NO REGRETS.
Because at one point it was EXACTLY what you wanted.
This year has been an amazing whirlwind for me. I met so many amazing new friends that became my family. Gone thru many heartaches and loss an amazing friend.
Is it weird that lately Ive been feeling super homesick? I just miss everything and how it used to be. When no one really cared bout whats cool or not because you grew up with them. They know you for who you are and not what youre made of, what your boob size is or how much you can drink. Life is a continuing circle. Keep the good, throw out the bad, recycle the ones you arent sure of. If they come back then Im pretty sure there's a good reason for it.
2008
Ready to get my Grown Woman on
Im done with being let down.
Im done with caring so much and and being unappreciated.
Honestly if you are my close friend then you know i would do anything for you.
If you were my close friend then more then likely you know i put you before my family.
Really tho some people just do not derserve me as a friend just because i care too much.
I know thats partly my fault but thats just me.
I dont care to meet new people I would much rather love the friends i have.
But in the end it just kicks me in the ass anyways.
Now im back going thru my circle.
Keeping the ones i want, throwing out all the trash and bringing back people I care bout most
NO REGRETS. Cuz at one point it WAS exactly what I wanted.
NightLife!

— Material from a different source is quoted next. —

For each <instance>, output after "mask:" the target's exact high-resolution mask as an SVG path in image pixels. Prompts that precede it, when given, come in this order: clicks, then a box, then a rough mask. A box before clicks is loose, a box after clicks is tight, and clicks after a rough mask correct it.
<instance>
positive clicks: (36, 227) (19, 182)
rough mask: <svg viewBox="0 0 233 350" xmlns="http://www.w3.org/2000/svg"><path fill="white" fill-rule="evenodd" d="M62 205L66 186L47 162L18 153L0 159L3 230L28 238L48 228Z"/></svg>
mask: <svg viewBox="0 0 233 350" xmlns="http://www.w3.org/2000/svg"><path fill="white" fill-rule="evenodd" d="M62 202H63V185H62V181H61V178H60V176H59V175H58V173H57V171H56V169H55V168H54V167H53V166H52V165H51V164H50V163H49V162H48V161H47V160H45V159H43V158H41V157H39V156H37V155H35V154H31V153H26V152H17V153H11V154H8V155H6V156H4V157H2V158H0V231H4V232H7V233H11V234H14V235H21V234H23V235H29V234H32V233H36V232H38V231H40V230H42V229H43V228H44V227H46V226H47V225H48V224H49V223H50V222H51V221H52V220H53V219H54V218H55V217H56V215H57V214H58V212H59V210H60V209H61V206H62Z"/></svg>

One of the main reason I ♥ life!
..
Nick Desimone
Dont tell me its ok.
Its not.
I know i need to get over and move on but i cant i dont want to.. its simply not fuckin fair.
Nick was the only person after high school that i really kept in touch with. Yea i stil talk to a few ppl and we make plans to go out and kick it but it was different with Nick. we didnt have to make plans in advance to see each other. I can just simply call him and say lets kick it and he's there. No need to make plans days in advance. Nick didnt care to make that drive to Seattle to come see me. It was nothing. He always calls me at least once a week to see how Im doin. Thats why i love Nick so much. He knows how i felt bout leavin everett and wantin to get away from everyone but still keepin the ones i cared about. He knew how much i cared for him, he knew that he was someone that i wanted to keep. Thats why he made sure we were always in touch.

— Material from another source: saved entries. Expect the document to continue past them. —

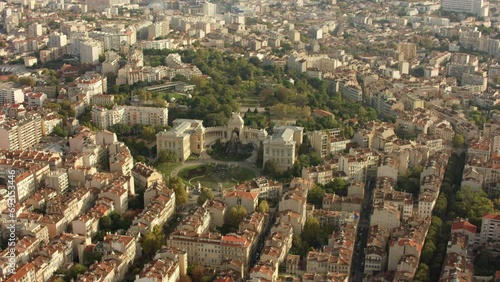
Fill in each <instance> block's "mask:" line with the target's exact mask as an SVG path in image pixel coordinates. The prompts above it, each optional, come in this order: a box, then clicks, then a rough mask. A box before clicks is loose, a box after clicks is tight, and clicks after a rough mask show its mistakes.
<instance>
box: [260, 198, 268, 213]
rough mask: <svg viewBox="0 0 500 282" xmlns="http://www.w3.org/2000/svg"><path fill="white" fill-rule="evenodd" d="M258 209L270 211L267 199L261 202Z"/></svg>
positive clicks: (260, 202) (263, 212)
mask: <svg viewBox="0 0 500 282" xmlns="http://www.w3.org/2000/svg"><path fill="white" fill-rule="evenodd" d="M257 211H258V212H263V213H267V212H269V204H268V203H267V201H266V200H263V201H262V202H260V203H259V206H258V207H257Z"/></svg>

Thats what fuckin kills me.
Last Summer i lost my first love. This summer i lose my one of my closets childhood friend. Really. i swear god has it out for me. I know there's alot of other people that is also goin through this but really. MY FIRST LOVE? then My Nicky?
My Freshman football buddy pics Nick was the only guy in it with me and Amanda.
Chelan he was the only guy i brought around my friends that wasnt from high school- Just cuz i knew thay would all love him too.
He's my only friend from back home that knows my most current friends.
HE WAS ONE OF THE ONLY PEOPLE I STILL CARE TO GIVE A FUCK ABOUT. Now he's gone. For the stupidest reason ever. He doesnt desrve it.
So dont tell me its ok. Cuz its not.I have my every fuckin right to be upset and cry my ass off whenever the fuck i want.